Second, some people think that the above three species are biochemical types of Klebsiella aerogenes. Klebsiella pneumoniae is an important pathogen of respiratory tract infection. It often causes severe pneumonia, urinary tract infection, biliary tract infection, sepsis and purulent meningitis. Infection often occurs in hospitalized patients with weakness. Pathogens often inhale from the upper respiratory tract, or invade the human body through contaminated respirators, nebulizers or various catheters. The hands of medical staff also play an important role in cross infection.

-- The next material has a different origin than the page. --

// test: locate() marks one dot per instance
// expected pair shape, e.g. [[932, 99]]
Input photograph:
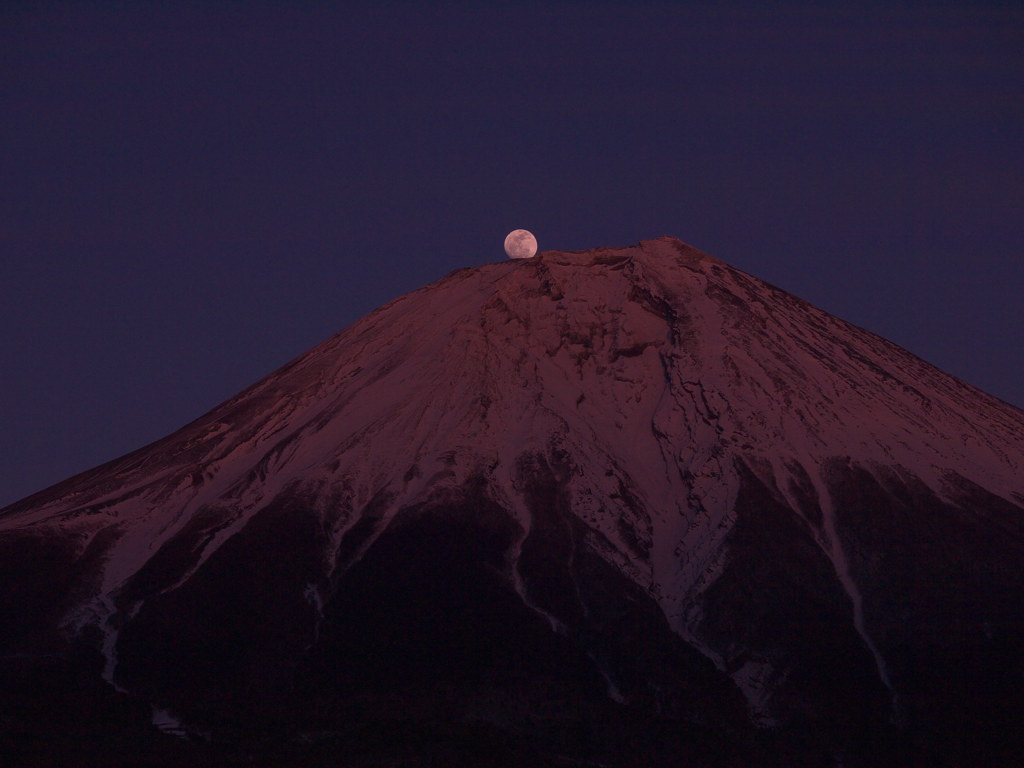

Third: pneumonia has become one of the important pathogenic bacteria of nosocomial infection, accounting for the first place of nosocomial infection in some countries. The combination of cephalosporin and gentamicin can control Klebsiella infection. Because bacteria are often resistant to many kinds of antibiotics, the prognosis of the disease is poor and the mortality is high (50% in severe cases).
matters needing attention
Pneumonobacterial pneumonia accounts for 1-2% of bacterial pneumonia. Its pathological changes are similar to those of Streptococcus pneumoniae pneumonia, which leads to consolidation of lung lobes or segments (alveoli filled with inflammatory exudates). The difference is that the growth and reproduction of pneumonia bacteria is fast, destructive, the exudate is thick and heavy, containing a large number of drugs for the treatment of Klebsiella infection, the encapsulated pneumonia bacteria; it often causes necrosis and liquefaction of alveolar wall and lung tissue, and pleural involvement, so the incidence of lung abscess and empyema is higher than that of Streptococcus pneumoniae pneumonia.